What are gilts and why do their yields matter for UK local authorities? Phiroza Katrak pkatrak@arlingclose.com

On 30th October 2024, in her first Budget Chancellor Rachel Reeves has the very challenging task in setting out the government’s fiscal plans to increase investment spending, raise economic growth and fix the budgetary “black hole” whilst retaining fiscal credibility and not reneging on election pledges.  The arithmetic will be tight. Tax rises, freezing of tax thresholds and real-term cuts for many government departments seem inevitable, as does an increase in government borrowing.

There will be scrutiny on the borrowing to be funded through the issuance of ‘gilts’ (i.e. UK government bonds). Investors’ reaction to the scale of this requirement and their willingness to absorb this additional issuance will determine whether it pushes the cost of government borrowing up or down.   

Although a dry subject, Arlingclose is occasionally asked about gilts in general and why they are referred to as such. So let’s start with a step back in time.

What are gilts?

Gilts are debt securities issued by the UK government, representing a liability denominated in sterling. They were first issued in 1694 by the newly established Bank of England to help finance the government's war effort against France (the Nine Years War 1689-1697). Their issuance marked the beginning of the UK's government bond market, which has since become a cornerstone of government financing.

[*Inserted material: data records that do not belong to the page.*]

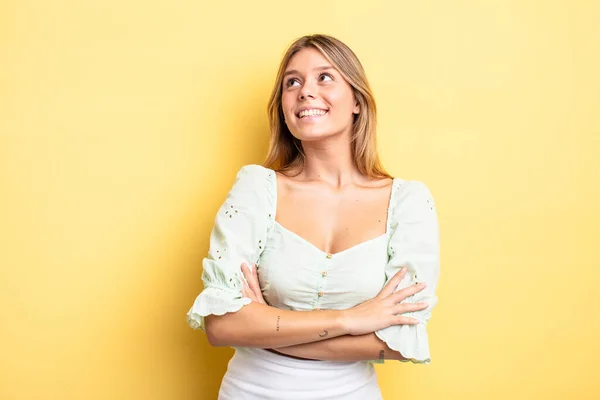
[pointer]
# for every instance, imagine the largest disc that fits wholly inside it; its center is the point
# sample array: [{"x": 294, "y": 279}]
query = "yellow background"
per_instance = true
[{"x": 123, "y": 123}]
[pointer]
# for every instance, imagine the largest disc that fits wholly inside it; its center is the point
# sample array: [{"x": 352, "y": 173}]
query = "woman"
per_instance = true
[{"x": 323, "y": 233}]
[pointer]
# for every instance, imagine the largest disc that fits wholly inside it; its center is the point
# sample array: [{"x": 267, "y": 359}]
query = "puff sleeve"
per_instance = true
[
  {"x": 239, "y": 234},
  {"x": 414, "y": 243}
]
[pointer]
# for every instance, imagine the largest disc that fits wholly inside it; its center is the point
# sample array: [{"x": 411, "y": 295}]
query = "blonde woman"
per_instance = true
[{"x": 320, "y": 262}]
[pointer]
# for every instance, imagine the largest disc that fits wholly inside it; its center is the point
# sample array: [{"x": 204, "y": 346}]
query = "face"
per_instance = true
[{"x": 317, "y": 102}]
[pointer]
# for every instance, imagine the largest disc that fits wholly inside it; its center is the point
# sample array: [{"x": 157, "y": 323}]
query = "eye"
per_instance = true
[{"x": 290, "y": 82}]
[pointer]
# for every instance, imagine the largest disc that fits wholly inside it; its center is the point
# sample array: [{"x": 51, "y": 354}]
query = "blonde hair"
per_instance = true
[{"x": 285, "y": 151}]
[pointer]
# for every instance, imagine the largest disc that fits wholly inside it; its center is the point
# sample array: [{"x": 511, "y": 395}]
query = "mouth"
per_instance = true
[{"x": 311, "y": 113}]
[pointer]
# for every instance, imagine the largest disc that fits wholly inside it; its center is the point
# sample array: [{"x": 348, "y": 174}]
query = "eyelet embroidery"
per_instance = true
[
  {"x": 231, "y": 212},
  {"x": 430, "y": 203}
]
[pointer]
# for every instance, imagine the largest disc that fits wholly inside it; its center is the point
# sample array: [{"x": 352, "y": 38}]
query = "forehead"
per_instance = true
[{"x": 307, "y": 59}]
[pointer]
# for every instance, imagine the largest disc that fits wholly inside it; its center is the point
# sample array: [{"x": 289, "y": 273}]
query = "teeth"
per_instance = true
[{"x": 312, "y": 112}]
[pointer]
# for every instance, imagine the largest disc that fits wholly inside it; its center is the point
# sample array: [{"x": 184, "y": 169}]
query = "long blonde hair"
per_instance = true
[{"x": 285, "y": 151}]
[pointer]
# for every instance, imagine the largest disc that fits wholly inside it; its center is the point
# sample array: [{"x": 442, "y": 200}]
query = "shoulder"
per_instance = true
[
  {"x": 254, "y": 172},
  {"x": 412, "y": 199},
  {"x": 257, "y": 181}
]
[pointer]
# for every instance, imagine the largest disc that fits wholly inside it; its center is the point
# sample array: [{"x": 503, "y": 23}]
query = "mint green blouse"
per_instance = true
[{"x": 296, "y": 275}]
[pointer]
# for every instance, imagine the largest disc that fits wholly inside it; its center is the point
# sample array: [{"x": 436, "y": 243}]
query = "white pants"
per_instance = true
[{"x": 256, "y": 374}]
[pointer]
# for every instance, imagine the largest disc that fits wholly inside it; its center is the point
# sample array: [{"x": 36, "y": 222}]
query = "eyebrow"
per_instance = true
[{"x": 321, "y": 68}]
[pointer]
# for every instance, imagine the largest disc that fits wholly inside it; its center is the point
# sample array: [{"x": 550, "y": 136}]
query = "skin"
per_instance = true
[{"x": 320, "y": 203}]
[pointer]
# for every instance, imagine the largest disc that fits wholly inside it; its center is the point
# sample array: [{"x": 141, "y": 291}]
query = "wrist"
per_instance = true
[{"x": 341, "y": 322}]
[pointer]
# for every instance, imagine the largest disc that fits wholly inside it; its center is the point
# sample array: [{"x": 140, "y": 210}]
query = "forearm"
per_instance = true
[
  {"x": 344, "y": 348},
  {"x": 263, "y": 326}
]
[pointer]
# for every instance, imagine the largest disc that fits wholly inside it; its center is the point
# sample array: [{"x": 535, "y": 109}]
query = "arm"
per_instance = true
[
  {"x": 269, "y": 327},
  {"x": 344, "y": 348},
  {"x": 266, "y": 326}
]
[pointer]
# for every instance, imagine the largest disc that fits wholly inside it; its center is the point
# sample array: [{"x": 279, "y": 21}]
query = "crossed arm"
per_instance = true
[{"x": 340, "y": 337}]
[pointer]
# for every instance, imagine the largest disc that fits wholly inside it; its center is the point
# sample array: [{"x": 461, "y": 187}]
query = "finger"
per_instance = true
[
  {"x": 246, "y": 292},
  {"x": 394, "y": 281},
  {"x": 402, "y": 320},
  {"x": 253, "y": 282},
  {"x": 246, "y": 271},
  {"x": 407, "y": 292},
  {"x": 409, "y": 307}
]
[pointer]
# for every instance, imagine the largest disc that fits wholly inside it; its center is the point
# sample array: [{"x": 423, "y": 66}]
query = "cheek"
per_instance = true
[{"x": 286, "y": 104}]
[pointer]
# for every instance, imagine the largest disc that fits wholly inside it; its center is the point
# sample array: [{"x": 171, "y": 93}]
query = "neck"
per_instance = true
[{"x": 330, "y": 160}]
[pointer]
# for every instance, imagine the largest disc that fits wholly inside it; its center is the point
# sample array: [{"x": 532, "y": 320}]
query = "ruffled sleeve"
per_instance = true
[
  {"x": 414, "y": 243},
  {"x": 239, "y": 235}
]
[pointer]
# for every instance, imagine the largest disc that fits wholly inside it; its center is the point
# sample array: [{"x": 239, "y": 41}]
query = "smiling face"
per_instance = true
[{"x": 316, "y": 100}]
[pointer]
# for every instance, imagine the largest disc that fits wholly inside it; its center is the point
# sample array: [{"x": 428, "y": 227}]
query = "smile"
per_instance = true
[{"x": 313, "y": 112}]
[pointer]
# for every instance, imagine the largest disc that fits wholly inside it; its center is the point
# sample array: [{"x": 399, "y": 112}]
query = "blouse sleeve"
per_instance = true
[
  {"x": 238, "y": 235},
  {"x": 414, "y": 244}
]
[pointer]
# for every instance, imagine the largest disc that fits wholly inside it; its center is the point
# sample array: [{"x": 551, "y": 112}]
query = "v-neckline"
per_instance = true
[
  {"x": 312, "y": 245},
  {"x": 336, "y": 254}
]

In 1998, the UK Debt Management Office took over from the Bank of England for managing the issuance and oversight of gilts on behalf of HM Treasury.

The term "gilt-edged" refers to the original gold leaf trim on the government bond certificates but, more than that, it symbolises the high security and reliability of these bonds.  The government's consistent record of meeting interest and principal repayments provides investors with a secure investment option backed by the creditworthiness of the UK government.

Today, gilts remain a fundamental feature of the UK’s debt management operations. These include conventional and index-linked gilts with an array of maturities, offering a stable source of financing for the government while providing investors with secure and liquid assets catering to different risk appetites and investment strategies.

The regular issuance of gilts also helps to shape the broader interest rate environment, influencing rates across the economy.

Types of gilts

Conventional gilts form the majority of the market (approximately 76%) and offer a fixed cash payment, referred to as ‘coupon’.  For example, a gilt with a 3¾% coupon maturing in 2052 signifies that investors will receive 3.75% interest per annum divided into two equal semi-annual payments, until the principal is repaid in 2052.

Index-linked gilts, first introduced by the UK in 1981, adjust both the semi-annual coupon payments and principal in line with inflation, as measured by the UK Retail Prices Index (RPI), with a lag. This feature protects investors from inflationary erosion of their returns, offering a hedge against rising price levels. Given their inflation linkage, index-linked gilts tend to behave differently from conventional gilts, especially in periods of economic volatility.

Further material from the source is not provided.